Euphoria Gallery
Euphoria Gallery is an artistic presentation space for art and ideas made from or about the liminal spaces. Here, we see beyond the usual social constructs. We recognize that social constructs of gender, sexuality, race, and political borders are inchoate. Derived from the term of “Gender Euphoria,” or feeling authentically aligned in one’s embodiment, the Euphoria we seek to promote centers on joy, complicating the reductive, and uplifting voices outside the conventional.
This space is for engaging in the discourse of the complicated reality of being in a world of binaries and rigid limitations that impose hierarchies, which we believe are inherently violent. We champion the narratives and expressions of joy from the marginalized spaces, even as they are wrapped in the realities of grief, oppression, and erasure. We are actively working to deconstruct the impacts and effects of colonization, to create a world that is more honest and compassionate and real.
Up Coming Shows
Common Misconceptions That Plague Us
Connie Salvayon
Through a multimedia meditation on oneness, Connie Salvayon challenges the concept that any of us are truly alone. Salvayon playfully prods at convention, ushering the viewer through a kaleidoscope of materials, and bold, child-like colors and gesture. It's hard to not feel both repulsed and endeared by a gut-tickling vulnerability. Nevertheless, there is a clear earnestness about the underlying suggestion: we are all interconnected.
Salvayon employs a menagerie of material including hair, both from the artist and their lovers, makeup and cloth, wood and glass. Monolithic ceramic sculptures haunt the foreground, marked by rich patterns and rough symmetry.

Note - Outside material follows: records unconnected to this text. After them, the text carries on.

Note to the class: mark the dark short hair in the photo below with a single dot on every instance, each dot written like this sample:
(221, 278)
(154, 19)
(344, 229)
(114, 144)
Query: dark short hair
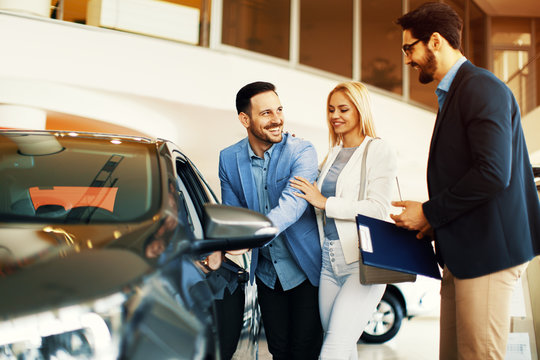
(433, 17)
(244, 95)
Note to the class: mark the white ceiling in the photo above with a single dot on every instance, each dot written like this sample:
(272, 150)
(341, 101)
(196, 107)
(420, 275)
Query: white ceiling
(524, 8)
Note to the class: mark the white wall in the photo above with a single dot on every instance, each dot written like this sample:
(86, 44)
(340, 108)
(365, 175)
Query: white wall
(181, 92)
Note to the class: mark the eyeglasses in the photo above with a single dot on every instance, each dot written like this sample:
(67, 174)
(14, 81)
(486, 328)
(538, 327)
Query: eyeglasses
(408, 47)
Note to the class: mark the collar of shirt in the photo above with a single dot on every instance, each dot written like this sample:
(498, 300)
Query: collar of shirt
(446, 82)
(252, 154)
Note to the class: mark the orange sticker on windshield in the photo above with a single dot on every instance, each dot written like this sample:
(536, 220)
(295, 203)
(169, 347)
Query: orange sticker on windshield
(74, 196)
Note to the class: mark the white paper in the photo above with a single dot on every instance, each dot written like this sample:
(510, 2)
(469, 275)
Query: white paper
(365, 239)
(518, 347)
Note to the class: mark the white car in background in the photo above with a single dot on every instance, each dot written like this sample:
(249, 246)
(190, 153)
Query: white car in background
(400, 301)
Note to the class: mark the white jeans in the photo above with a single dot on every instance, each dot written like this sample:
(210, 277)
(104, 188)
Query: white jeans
(345, 305)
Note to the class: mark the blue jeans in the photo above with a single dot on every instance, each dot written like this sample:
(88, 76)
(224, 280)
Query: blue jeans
(345, 305)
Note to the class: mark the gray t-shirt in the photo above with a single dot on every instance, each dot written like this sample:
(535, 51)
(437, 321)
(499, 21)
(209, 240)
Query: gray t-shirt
(328, 187)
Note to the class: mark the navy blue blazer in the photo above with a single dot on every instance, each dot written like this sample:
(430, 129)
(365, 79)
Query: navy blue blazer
(292, 216)
(483, 203)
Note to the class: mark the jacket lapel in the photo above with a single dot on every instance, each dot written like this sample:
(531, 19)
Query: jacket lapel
(246, 177)
(441, 115)
(273, 170)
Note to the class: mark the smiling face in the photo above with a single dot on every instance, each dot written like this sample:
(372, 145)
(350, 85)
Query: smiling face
(420, 57)
(265, 123)
(342, 115)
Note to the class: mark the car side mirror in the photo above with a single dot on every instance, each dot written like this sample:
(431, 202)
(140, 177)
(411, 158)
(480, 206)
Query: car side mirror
(233, 228)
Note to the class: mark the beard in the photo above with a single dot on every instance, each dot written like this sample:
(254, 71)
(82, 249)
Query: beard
(427, 70)
(264, 136)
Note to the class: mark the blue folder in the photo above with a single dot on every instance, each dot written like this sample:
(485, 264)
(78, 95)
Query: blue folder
(387, 246)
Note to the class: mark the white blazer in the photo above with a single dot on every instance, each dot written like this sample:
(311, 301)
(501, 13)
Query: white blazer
(381, 171)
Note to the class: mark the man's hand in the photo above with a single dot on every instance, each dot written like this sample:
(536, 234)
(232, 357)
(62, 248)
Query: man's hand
(310, 192)
(412, 218)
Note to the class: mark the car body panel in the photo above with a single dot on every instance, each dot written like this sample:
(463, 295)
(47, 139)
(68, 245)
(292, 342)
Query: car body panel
(61, 246)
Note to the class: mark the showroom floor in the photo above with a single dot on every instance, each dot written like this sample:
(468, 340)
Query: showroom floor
(417, 339)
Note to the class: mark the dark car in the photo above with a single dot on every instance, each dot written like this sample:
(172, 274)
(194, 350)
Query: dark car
(100, 242)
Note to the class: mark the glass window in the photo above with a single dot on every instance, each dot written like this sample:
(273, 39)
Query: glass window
(459, 7)
(326, 41)
(477, 36)
(511, 32)
(381, 41)
(42, 179)
(511, 39)
(257, 25)
(509, 66)
(537, 62)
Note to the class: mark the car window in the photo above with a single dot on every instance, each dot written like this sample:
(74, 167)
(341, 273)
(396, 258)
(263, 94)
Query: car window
(186, 202)
(193, 184)
(76, 179)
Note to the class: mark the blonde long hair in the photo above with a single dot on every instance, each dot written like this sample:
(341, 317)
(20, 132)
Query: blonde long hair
(357, 93)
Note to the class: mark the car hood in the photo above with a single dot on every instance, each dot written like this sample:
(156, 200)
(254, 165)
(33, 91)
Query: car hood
(43, 267)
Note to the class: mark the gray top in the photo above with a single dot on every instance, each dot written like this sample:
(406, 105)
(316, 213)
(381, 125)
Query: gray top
(328, 187)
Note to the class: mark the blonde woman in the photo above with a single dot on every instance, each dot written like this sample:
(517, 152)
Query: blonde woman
(346, 305)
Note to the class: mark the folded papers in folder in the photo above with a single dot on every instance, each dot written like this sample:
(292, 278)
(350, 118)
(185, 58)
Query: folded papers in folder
(387, 246)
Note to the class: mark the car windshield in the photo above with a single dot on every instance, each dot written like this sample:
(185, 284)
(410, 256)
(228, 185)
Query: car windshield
(76, 179)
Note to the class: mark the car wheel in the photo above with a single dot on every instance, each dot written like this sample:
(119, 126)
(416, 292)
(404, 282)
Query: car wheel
(385, 322)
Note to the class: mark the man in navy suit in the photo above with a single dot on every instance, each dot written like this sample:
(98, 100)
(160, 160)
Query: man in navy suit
(255, 173)
(483, 209)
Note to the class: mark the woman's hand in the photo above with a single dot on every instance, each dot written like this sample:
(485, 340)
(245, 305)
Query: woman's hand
(310, 192)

Salvayon’s abstracted forms call to mind the body, in an alien-like subversion of familiarity. The works are intersex in form. Some just bones. Some just skin. Makeup is used like graffiti, loosened from the
salons of beauty to a loud vibrant mark-maker. Salvayon deconstructs the ideas of what separates us, by highlighting the shared-ness of being human, and playful rebuking social norms. One terrifying human-like sculpture sticks out both its tongues, as if in on the joke.
In the background, Salvayon intersperces fabrics from their home among sculptures made in out of work hours: bedsheets they’ve slept on and not washed–their dead skin cells among the fabric. Is it art or the artist themself? Behind one ceramic sculpture, hangs a blanket crocheted by their long-dead maternal grandmother. Collaborating with the dead, the artists manifests an ode to the reality that we are not just one, but an unfolding lineage.
Further, there is a bid for symbolic thought and dreamlike thinking, as the artist includes watercolor paintings made during their own time in art therapy, installed in Jungian Sand Trays turned shadowboxes. The colors of the clear blue sky and classic woodstain echo across the space, once again blurring edges and allowing for the freedom of dreamlike abstraction. The illusion of perceived separateness being broken continues: the therapist is also the patient. The private is made public. The artist directly asks the viewer to make a mark on one collaborative sculpture, making this a collective work. Just like, Salvayon argues, everything is.
The idea of oneness is contrary to the dominant cultures that rule life in the contemporary United States. However, the global pandemic, was greater than America its perceptions. Much of these works were made at home, while the artist was sequestered into isolation in a new city where they were devastatingly alone. In 2020 Salvayon saw the world align in horrifying synchronicity as the entire world was hit by a singular, microscopic terror. In a life-altering wave of profound connection and extreme isolation. Salvayon spent weeks working masked or in empty art studios, in their apartment, on their cramped apartment balcony. Then they lived among the sculptures for years, meditating on how to help themself and all of us feel less alone.
Connie Salvayon (They/Them) is a multidisciplinary artist and psychotherapist based in Los Angeles. Salvayon lives joyfully outside of the binaries and enjoys the dialectical spaces of tragedy and triumph, empowerment and repulsion. As a non-binary person, they have the great advantage of experiencing the world outside of the reductiveness of many social constructs. They completed their undergraduate studio art studies at Hunter College and their MSW at NYU. Salvayon currently works in private practice, specializing in working with queer people in non-traditional relationships.